Sanırım ilk kez arka ve ön kapağında yazanlardan dolayı merak edip okuduğum bir kitaptan pişman olmadım. Andrej Nikolaidis ismini bir kenara not edin. Karadağlı gazeteci-yazar daha önce de (2011’de) Sin adlı kitabıyla Avrupa Birliği Edebiyat Ödülü almış.
Aslında kitabın içindeki öyküye dair çok şey anlatmak istemiyorum, ancak dil, zaman-mekan gidiş-gelişleri, olay kurguları, betimlemeleri bana ciddi keyif verdi. Hemen hemen sevdiğim, okumaktan keyif aldığım her kitapta olduğu gibi bu kitapta da altı çizilen yerler oldu bolca. Notlar alındı sağa sola.

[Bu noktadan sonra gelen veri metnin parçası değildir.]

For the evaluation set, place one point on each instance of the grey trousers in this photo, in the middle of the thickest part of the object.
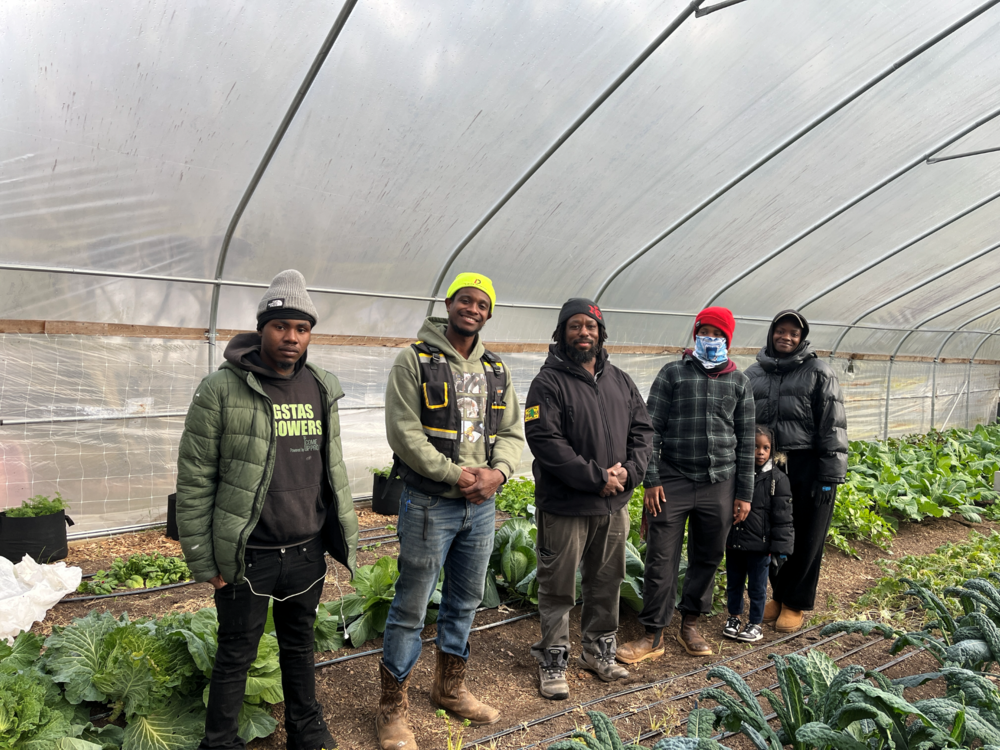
(708, 510)
(595, 545)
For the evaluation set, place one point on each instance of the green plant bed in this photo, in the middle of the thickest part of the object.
(913, 478)
(137, 572)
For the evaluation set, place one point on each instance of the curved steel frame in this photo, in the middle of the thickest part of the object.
(855, 201)
(272, 147)
(959, 329)
(582, 118)
(858, 92)
(896, 250)
(916, 287)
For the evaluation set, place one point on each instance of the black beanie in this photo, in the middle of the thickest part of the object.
(580, 305)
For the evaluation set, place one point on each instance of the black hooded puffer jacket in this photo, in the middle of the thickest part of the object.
(799, 397)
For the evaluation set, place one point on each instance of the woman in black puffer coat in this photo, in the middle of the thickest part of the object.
(798, 396)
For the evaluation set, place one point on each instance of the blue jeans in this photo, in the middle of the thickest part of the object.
(750, 568)
(436, 532)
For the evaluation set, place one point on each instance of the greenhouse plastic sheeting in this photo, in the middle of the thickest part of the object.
(767, 147)
(763, 156)
(115, 462)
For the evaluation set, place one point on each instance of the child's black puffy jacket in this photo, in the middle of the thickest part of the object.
(768, 528)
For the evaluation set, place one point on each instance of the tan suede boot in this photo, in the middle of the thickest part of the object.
(789, 621)
(449, 692)
(392, 720)
(689, 637)
(650, 646)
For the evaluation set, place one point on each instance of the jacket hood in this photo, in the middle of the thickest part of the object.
(433, 332)
(730, 366)
(768, 357)
(557, 360)
(243, 352)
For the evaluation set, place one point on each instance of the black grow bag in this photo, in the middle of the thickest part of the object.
(385, 495)
(172, 532)
(43, 538)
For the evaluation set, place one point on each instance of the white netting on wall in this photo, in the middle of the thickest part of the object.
(111, 413)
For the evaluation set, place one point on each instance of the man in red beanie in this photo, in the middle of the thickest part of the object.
(701, 474)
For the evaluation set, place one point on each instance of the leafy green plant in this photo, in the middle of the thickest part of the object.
(515, 496)
(384, 472)
(39, 505)
(822, 706)
(137, 572)
(515, 561)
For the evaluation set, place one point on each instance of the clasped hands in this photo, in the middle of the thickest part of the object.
(617, 477)
(479, 485)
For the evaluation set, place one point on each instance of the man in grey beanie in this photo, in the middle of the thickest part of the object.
(262, 493)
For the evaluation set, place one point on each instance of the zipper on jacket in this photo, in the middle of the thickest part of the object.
(607, 434)
(264, 480)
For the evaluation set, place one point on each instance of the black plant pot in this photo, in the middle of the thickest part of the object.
(172, 532)
(43, 538)
(385, 495)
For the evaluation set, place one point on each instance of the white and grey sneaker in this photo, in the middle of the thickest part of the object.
(552, 674)
(603, 662)
(732, 628)
(752, 632)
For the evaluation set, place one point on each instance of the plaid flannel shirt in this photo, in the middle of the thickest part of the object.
(703, 426)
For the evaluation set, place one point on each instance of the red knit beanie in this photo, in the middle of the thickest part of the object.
(719, 317)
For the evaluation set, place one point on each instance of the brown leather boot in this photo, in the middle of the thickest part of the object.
(689, 637)
(789, 621)
(392, 720)
(772, 610)
(650, 646)
(449, 692)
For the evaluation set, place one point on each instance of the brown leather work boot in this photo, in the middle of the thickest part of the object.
(789, 621)
(449, 692)
(392, 720)
(689, 637)
(650, 646)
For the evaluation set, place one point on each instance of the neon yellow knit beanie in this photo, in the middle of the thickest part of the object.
(476, 281)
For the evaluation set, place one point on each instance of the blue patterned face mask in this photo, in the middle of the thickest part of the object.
(710, 350)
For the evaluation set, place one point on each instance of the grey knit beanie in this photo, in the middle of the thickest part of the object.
(287, 299)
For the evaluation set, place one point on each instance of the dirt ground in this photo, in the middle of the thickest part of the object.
(501, 671)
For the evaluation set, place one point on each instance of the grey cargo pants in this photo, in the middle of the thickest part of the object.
(595, 545)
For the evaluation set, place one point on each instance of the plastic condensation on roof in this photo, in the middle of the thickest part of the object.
(644, 155)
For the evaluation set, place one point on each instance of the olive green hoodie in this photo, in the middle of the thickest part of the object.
(402, 414)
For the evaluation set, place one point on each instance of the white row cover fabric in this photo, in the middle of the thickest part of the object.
(28, 590)
(129, 133)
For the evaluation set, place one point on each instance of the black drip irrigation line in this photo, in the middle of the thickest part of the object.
(374, 651)
(692, 693)
(132, 592)
(673, 698)
(640, 688)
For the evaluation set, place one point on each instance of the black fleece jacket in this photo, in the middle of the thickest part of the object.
(768, 528)
(577, 428)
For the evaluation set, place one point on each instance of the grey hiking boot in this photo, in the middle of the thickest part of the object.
(602, 663)
(552, 674)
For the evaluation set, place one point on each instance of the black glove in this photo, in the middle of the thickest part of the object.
(776, 562)
(824, 493)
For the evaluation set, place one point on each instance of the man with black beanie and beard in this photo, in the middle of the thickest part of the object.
(591, 438)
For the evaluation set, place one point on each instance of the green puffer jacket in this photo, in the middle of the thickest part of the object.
(224, 467)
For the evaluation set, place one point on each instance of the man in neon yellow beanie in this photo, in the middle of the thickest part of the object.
(453, 422)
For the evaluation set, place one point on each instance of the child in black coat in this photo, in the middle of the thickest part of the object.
(765, 538)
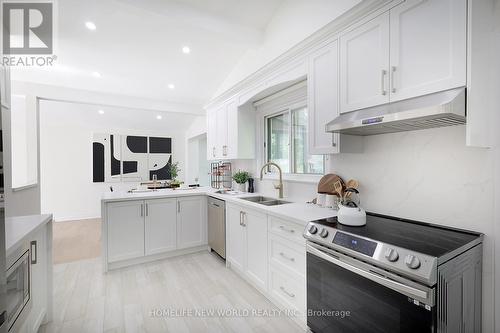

Altı çizilenlerden bir alıntı:
“…insanlar nihayetinde bencilce bir harekette bulunarak, sanki hayatlarındaki boşluğu dolduracaklarmış gibi, çocuk dünyaya getirirler. Kendi boşluklarını kapatabilmek için çocuklarını yeni boşlukların içine atarlar”
Bu satırları okuduktan çok kısa bir süre tesadüfen Karşı Gazete’de “24 saat pencere kenarında bekledi ve atladı” başlıklı haberin alt metnini okumak da ayrı bir duygudurum yarattı bünyemde ya neyse… Merak edenlere haberin linki: http://www.karsigazete.com/yasam/24-saat-pencere-kenarinda-bekledi-ve-atladi-h10218.html
Kitabın en sonunda bir de Kıyamet Fon Müziği adı altında bir liste verilmiş. Kitabı okurken size eşlik etsin diye. Sıkı bir playlist. Bence kitabın soundtrack’i diye çıkarsalar o bile satar. Keşke mini bir CD yapıp, kitapla birlikte satsalarmış (marketing kafası işte).
Bu aralar ‘ne okusam’ diyorsanız, Kıyamet’i samimiyetle öneririm.